A Bumper Crop of Bureaucracy
Author:
Richard Truscott
2001/03/12
Bureaucrats, not farmers have turned out to be the biggest beneficiaries of the Agriculture Income Disaster Assistance program (AIDA). AIDA has not just been a failure, it has been a very expensive failure.
According to information obtained by the Canadian Taxpayers Federation (CTF) the total administration costs for AIDA may be more than three times higher than originally budgeted by the time the program ends at the end of March.
The total cost of administering the program nation-wide was originally projected to be $30 million over two years. Instead, AIDA has cost $48 million to administer in just five provinces (Saskatchewan, Manitoba, New Brunswick, Newfoundland, and Nova Scotia) over the same period. The total bill, however, will probably be over $50 million before the program winds down at the end of this month.
In the other five provinces (Ontario, Quebec, Alberta, PEI, and British Columbia) the provincial governments operate their own AIDA administration under separate cost sharing arrangements with the federal government.
From the outset, the federal government stated it was allocating 3% of the AIDA budget to cover administration costs. But these costs in the five provinces where the feds run the program are now 14% of the total value of AIDA payments. If costs are similar in the other five provinces that run the AIDA program themselves, the Canada-wide administration cost could easily exceed $100 million.
As for a breakdown, the costs for the five provinces where AIDA is federally-run include $26,369,159 for salaries and benefits, $810,934 for travel, $756,703 for temporary help and students, and $2,711,651 for consultants.
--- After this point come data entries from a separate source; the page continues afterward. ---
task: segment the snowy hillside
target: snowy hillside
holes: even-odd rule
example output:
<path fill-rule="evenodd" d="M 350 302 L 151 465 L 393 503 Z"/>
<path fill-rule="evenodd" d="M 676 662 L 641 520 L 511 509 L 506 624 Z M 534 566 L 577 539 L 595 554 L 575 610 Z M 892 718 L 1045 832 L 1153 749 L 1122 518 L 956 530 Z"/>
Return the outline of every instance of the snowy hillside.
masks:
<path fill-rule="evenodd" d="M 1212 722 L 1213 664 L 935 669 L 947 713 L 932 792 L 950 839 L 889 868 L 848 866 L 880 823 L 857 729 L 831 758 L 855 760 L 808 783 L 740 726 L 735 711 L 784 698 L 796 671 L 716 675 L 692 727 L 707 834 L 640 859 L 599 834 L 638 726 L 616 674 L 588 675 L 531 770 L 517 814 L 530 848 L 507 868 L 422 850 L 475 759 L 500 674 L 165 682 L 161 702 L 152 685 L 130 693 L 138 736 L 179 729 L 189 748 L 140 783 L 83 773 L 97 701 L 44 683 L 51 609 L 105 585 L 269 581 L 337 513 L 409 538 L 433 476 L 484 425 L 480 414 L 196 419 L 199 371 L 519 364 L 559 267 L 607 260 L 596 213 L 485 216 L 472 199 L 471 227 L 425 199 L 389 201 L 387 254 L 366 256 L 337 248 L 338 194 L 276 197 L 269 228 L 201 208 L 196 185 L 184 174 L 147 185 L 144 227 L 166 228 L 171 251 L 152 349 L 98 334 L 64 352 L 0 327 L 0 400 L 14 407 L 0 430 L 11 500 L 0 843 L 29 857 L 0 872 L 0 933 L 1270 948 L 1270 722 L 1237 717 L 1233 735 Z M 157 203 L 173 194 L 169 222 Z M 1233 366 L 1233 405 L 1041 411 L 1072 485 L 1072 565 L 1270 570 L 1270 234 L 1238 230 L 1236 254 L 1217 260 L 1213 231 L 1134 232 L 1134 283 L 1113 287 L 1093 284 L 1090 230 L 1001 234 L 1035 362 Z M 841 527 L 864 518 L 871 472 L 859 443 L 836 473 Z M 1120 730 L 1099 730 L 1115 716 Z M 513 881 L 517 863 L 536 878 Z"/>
Clearly, AIDA was a very complicated program that resulted in unnecessarily high personnel and consulting costs.
Other big costs include $1,222,793 for the repair and maintenance of buildings, $599,180 for repair and maintenance of equipment, and $656,626 for rentals. There is also a $6,293,643 bill for materials and supplies.
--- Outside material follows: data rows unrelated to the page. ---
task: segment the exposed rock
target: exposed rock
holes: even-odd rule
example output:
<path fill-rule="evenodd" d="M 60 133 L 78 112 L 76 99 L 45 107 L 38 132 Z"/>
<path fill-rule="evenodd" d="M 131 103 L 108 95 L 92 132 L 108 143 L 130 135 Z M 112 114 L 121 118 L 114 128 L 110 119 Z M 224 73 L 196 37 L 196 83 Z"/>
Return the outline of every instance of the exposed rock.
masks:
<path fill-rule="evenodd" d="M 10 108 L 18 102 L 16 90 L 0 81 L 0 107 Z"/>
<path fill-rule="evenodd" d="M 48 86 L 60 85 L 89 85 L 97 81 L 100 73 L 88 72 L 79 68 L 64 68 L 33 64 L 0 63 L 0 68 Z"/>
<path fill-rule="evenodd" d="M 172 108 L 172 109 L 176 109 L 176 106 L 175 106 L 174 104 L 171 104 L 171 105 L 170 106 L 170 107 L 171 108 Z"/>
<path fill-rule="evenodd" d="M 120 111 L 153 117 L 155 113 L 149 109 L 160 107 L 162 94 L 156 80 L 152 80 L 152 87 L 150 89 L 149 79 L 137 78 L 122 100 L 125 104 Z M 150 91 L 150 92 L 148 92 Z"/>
AIDA was replaced last year by the Canadian Farm Income Program. We shouldn't hold out breath that the government has learned from AIDA's mistakes.
So what's the problem with AIDA Like most bureaucracies, it seems to a bigger part of the problem than part of the solution. Instead of actually helping farmers deal with the high cost of farming, the government has been forcing them to navigate a costly maze in the vain hope of a piece of cheese at the other end. There are many real stories of farmers spending hundreds of dollars and dozens of hours filling out AIDA application forms only to discover they are eligible for a couple of loonies.
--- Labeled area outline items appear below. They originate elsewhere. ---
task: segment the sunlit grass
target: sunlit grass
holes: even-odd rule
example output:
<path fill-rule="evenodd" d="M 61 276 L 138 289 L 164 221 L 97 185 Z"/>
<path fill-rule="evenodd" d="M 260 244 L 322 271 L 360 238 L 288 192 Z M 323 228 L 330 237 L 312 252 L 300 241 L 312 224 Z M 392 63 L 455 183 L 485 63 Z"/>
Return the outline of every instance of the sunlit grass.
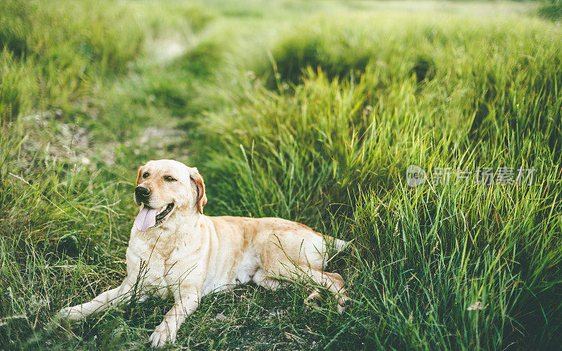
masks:
<path fill-rule="evenodd" d="M 353 242 L 344 315 L 240 287 L 181 346 L 559 345 L 562 39 L 534 4 L 63 4 L 0 11 L 1 348 L 148 347 L 170 301 L 48 321 L 122 279 L 136 167 L 164 157 L 199 167 L 208 214 Z M 410 164 L 535 173 L 411 188 Z"/>

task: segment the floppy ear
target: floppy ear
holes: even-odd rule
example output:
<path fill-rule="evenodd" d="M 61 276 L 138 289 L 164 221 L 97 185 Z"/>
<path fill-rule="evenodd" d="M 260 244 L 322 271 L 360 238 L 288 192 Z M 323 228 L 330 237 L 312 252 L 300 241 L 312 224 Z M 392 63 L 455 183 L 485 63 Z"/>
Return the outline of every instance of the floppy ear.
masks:
<path fill-rule="evenodd" d="M 203 214 L 203 207 L 207 204 L 205 183 L 203 182 L 203 177 L 199 173 L 197 168 L 193 169 L 195 171 L 191 173 L 191 180 L 197 186 L 197 209 L 200 213 Z"/>
<path fill-rule="evenodd" d="M 143 175 L 143 172 L 140 171 L 142 168 L 142 166 L 138 166 L 138 174 L 136 175 L 136 187 L 138 187 L 139 184 L 140 184 L 140 176 Z"/>

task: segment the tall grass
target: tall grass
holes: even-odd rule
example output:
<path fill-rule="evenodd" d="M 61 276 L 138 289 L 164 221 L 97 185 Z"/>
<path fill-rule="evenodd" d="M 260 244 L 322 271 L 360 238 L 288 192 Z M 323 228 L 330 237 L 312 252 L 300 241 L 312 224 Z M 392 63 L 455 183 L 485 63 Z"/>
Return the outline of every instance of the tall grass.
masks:
<path fill-rule="evenodd" d="M 129 180 L 163 157 L 200 168 L 209 214 L 353 243 L 329 267 L 344 315 L 240 287 L 205 297 L 179 346 L 559 345 L 559 29 L 528 4 L 444 4 L 4 1 L 1 348 L 147 346 L 166 301 L 48 321 L 122 279 Z M 410 164 L 535 176 L 409 187 Z"/>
No doubt, the solution to farm income problems may depend on an end to the subsidy war between the Subsidy Superpowers and the recovery of world commodity prices. If governments really wanted to make farming more viable and help farmers deal with rising fixed costs, they need to reduce income-insensitive taxes like school taxes.
Governments can also make life on the farm a lot easier if they fixed the other problems created in our legislatures, including costly and ineffective farm programs. AIDA has had little impact on the farm crisis, but it certainly has grown a bumper crop of bureaucracy.